Just started playing with H20 about a week ago (professional applied stats guy) trying to see if this is something that would be useful for exploring new datasets. Couple of problems for me, maybe other users have found work-arounds or I've just missed a feature.
1) Lack of cross-validation. Can't believe there's not a built-in engine for specifying a quick n-fold cross validation. Doing this manually is for the birds.
2) Lack of model prediction visualization. I mostly do regression models and the generated statistics are woefully lacking. Aggregate statistics like RMSE can be a complete lie depending on the range of the target being modeled and how the error ends up being distributed.

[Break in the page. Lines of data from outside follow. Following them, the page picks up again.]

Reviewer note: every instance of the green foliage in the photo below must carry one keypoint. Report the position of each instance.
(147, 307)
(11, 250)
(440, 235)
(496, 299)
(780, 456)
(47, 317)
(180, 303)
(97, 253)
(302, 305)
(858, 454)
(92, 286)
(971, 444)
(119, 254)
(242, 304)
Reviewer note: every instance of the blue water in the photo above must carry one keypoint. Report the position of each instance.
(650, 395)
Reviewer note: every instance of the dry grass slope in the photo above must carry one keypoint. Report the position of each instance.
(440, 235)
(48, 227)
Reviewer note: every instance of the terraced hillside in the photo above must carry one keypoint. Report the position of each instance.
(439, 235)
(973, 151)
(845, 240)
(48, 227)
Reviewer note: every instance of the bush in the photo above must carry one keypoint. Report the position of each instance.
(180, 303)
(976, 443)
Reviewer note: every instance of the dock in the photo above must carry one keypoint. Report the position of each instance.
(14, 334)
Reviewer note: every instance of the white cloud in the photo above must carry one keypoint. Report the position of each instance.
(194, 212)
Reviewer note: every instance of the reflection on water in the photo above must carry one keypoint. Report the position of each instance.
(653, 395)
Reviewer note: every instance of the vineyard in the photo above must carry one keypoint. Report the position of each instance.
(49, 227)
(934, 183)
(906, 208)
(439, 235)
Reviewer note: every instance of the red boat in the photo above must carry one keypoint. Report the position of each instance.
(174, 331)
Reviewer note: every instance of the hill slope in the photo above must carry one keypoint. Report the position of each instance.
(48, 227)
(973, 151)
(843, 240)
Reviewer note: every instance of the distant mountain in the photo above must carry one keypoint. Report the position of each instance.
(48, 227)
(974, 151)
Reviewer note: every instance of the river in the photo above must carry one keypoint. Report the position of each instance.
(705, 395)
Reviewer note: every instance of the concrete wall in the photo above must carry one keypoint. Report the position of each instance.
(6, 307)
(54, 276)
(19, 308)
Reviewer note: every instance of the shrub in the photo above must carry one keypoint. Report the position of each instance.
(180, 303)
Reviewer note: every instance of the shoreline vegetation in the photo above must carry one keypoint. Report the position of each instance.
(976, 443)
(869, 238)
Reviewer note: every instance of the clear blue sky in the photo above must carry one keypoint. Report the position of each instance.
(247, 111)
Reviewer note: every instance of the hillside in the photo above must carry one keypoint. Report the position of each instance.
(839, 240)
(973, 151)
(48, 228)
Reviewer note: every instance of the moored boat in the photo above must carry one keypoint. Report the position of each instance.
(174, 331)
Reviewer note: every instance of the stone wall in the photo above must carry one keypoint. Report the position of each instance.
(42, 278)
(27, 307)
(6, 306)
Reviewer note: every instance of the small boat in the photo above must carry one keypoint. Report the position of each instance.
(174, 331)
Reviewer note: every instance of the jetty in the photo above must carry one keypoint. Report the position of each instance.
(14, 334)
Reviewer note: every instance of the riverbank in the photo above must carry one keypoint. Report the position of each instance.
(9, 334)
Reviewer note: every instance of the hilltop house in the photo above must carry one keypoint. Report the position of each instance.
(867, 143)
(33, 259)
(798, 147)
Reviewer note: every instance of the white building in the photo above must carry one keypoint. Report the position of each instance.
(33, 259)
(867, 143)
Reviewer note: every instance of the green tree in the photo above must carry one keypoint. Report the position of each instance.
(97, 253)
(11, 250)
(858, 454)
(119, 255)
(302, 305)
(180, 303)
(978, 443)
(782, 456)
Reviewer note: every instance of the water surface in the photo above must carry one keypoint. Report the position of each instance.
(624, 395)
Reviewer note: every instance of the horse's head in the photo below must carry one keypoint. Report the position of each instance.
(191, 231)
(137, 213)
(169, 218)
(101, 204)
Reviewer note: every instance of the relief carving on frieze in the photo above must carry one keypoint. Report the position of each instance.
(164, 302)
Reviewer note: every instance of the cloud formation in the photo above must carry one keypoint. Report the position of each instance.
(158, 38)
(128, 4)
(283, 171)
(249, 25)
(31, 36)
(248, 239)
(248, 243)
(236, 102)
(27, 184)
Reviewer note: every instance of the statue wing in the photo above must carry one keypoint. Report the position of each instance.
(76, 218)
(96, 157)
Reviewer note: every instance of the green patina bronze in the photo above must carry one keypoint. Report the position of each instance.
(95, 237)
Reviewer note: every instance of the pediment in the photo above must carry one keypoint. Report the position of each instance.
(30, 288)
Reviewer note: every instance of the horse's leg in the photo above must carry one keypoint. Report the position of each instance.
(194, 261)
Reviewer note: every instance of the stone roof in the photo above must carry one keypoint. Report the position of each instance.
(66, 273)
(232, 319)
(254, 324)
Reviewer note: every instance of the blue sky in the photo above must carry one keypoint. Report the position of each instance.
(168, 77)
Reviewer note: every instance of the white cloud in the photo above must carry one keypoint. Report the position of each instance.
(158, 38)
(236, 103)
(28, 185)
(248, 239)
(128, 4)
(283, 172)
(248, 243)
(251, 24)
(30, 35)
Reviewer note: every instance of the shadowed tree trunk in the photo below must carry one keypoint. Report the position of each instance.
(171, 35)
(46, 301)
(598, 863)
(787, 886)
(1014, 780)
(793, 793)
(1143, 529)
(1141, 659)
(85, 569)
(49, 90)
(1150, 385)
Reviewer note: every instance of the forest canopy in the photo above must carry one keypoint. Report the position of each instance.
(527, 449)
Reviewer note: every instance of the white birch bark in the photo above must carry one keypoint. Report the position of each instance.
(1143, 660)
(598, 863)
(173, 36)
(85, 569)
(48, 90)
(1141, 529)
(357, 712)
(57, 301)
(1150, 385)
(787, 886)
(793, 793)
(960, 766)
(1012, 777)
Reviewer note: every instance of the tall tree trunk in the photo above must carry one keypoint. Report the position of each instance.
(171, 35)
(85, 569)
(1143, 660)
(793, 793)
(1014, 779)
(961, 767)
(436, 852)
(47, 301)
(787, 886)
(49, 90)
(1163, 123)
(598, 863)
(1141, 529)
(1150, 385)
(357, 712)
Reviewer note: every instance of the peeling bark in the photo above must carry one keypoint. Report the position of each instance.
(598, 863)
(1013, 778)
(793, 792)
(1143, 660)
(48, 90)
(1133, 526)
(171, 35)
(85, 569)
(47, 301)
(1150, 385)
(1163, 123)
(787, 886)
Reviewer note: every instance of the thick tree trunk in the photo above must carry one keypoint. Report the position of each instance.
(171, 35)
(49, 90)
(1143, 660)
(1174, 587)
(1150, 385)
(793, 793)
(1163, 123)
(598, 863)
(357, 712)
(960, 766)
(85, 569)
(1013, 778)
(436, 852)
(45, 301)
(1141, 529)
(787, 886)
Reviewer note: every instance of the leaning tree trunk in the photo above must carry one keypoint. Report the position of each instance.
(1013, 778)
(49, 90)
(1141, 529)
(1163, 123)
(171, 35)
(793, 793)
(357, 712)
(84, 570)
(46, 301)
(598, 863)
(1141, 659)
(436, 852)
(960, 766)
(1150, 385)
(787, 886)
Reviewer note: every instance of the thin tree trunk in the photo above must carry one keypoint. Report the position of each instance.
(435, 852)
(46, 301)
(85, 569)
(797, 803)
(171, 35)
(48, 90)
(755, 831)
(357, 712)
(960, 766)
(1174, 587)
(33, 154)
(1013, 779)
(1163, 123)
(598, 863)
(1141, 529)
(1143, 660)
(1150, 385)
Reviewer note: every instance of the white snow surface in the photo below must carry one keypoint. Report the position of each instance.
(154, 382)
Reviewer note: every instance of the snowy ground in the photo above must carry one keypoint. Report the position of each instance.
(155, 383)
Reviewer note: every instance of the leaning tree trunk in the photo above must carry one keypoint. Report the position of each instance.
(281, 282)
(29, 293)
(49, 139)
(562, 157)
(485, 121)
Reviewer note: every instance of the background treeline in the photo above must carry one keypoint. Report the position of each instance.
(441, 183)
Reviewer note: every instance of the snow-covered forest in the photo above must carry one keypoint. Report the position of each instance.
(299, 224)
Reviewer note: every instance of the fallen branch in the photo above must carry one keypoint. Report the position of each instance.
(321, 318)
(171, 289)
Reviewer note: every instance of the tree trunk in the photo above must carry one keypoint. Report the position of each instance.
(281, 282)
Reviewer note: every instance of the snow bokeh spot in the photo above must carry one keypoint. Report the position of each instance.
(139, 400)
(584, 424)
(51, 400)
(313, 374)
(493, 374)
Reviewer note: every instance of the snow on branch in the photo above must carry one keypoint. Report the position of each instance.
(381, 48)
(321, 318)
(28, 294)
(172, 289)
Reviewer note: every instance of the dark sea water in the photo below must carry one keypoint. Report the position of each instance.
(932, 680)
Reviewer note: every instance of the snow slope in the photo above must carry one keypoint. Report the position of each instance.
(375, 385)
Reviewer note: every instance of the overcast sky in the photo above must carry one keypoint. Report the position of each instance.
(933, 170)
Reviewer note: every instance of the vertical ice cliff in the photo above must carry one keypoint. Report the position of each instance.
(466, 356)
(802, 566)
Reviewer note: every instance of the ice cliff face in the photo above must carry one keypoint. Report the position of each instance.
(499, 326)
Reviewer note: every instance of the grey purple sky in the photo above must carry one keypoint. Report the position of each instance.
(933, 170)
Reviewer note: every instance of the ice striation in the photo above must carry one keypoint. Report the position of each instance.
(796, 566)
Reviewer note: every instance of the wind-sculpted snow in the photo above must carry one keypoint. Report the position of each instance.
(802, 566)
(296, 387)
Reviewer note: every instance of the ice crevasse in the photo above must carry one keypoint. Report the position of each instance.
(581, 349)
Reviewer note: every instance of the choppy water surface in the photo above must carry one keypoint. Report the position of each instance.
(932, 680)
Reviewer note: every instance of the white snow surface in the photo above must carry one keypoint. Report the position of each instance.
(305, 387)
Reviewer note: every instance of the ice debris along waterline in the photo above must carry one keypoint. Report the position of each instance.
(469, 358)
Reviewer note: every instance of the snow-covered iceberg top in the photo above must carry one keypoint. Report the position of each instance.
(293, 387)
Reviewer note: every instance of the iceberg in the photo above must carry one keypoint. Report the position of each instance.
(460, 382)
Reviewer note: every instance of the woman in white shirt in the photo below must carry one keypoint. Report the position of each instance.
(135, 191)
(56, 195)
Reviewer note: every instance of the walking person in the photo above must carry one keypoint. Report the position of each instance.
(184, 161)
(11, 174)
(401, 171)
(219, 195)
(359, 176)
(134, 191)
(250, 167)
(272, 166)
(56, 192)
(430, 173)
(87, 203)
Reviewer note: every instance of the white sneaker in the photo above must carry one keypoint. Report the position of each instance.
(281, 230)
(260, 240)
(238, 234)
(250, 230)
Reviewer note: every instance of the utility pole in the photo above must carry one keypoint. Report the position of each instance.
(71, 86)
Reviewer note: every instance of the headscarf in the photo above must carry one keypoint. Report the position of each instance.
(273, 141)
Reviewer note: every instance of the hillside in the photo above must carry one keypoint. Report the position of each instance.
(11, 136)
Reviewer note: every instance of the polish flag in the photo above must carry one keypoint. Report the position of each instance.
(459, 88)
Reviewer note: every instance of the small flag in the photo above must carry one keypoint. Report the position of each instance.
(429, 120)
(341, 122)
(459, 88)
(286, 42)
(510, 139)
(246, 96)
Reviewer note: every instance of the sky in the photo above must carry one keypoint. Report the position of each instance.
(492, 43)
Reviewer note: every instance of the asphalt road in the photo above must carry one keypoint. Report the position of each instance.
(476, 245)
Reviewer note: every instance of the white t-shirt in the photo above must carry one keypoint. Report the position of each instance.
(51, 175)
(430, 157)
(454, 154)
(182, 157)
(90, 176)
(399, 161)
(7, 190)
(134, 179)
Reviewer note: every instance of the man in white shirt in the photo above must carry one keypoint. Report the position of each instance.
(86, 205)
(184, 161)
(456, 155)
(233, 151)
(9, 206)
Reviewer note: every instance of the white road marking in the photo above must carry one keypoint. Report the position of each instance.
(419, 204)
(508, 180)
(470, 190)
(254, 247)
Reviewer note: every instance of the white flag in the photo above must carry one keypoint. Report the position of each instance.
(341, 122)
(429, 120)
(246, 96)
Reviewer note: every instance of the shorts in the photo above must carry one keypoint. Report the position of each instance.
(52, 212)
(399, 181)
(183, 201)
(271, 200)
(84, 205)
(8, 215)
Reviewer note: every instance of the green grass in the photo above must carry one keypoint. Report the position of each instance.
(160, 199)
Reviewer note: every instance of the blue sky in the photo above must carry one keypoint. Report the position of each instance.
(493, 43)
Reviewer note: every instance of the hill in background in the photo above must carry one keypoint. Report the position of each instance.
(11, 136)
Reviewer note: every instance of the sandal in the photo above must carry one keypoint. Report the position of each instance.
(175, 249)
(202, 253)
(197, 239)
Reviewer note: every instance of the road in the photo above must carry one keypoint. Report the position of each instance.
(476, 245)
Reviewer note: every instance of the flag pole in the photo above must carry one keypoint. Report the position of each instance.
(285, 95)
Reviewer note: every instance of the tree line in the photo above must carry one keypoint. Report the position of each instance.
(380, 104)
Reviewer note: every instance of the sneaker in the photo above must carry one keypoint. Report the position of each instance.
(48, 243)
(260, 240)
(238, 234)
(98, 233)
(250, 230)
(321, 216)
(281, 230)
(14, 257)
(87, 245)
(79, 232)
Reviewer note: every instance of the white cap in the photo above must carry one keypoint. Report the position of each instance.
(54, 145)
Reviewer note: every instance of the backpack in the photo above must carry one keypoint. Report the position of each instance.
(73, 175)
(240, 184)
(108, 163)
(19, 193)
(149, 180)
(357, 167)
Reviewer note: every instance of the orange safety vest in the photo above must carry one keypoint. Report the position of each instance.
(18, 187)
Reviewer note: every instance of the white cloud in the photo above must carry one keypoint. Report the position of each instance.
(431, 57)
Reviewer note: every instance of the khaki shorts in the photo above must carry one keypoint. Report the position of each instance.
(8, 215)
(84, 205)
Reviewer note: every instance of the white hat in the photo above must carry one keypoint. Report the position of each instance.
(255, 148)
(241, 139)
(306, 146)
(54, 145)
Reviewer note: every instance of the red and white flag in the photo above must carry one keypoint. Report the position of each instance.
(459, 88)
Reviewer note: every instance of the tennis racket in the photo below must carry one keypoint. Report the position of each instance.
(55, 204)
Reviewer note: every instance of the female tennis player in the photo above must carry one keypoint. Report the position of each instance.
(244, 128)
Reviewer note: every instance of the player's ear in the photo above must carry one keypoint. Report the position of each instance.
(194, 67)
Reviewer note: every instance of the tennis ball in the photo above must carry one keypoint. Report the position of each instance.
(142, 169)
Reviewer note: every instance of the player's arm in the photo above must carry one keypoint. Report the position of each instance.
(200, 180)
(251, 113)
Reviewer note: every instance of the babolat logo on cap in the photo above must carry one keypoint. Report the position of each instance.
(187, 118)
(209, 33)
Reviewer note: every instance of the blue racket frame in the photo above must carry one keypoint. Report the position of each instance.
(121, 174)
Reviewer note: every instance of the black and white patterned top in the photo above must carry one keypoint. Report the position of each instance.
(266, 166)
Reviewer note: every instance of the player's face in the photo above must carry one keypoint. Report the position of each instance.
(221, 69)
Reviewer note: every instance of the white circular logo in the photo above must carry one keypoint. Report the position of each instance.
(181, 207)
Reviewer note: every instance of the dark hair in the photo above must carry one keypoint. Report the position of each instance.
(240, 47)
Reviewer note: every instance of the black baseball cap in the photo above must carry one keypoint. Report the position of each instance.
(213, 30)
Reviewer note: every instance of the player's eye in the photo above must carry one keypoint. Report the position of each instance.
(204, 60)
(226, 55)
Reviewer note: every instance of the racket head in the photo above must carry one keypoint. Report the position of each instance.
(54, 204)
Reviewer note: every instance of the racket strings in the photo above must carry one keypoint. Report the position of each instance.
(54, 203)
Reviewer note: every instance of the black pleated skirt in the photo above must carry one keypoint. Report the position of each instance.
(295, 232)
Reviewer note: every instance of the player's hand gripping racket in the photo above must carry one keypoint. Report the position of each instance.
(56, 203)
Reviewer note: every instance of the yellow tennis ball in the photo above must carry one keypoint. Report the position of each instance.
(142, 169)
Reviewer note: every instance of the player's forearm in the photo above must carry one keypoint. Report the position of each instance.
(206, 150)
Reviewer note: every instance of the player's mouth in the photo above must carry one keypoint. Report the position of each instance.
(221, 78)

As it is, it seems like I have to manually create a hold-out set, then predict that hold out set, download the results, all so I can get a predicted vs actual plot.
3) Large number of descriptors. We typically have hundreds of descriptors (columns) and 10k+ rows in our datasets. The displays for large numbers of descriptors is pretty rough, trying to horizontally scroll through a list of 50 checkboxes to select variables for a rebuild is kind of tough.
It seems like an interesting tool. It's very accessible and relatively easy to get data in and models constructed. However, right now it seems really hard to be able to actually evaluate the performance of a model built on the platform. Any suggestions on people are doing this in practice would be appreciated.
Nate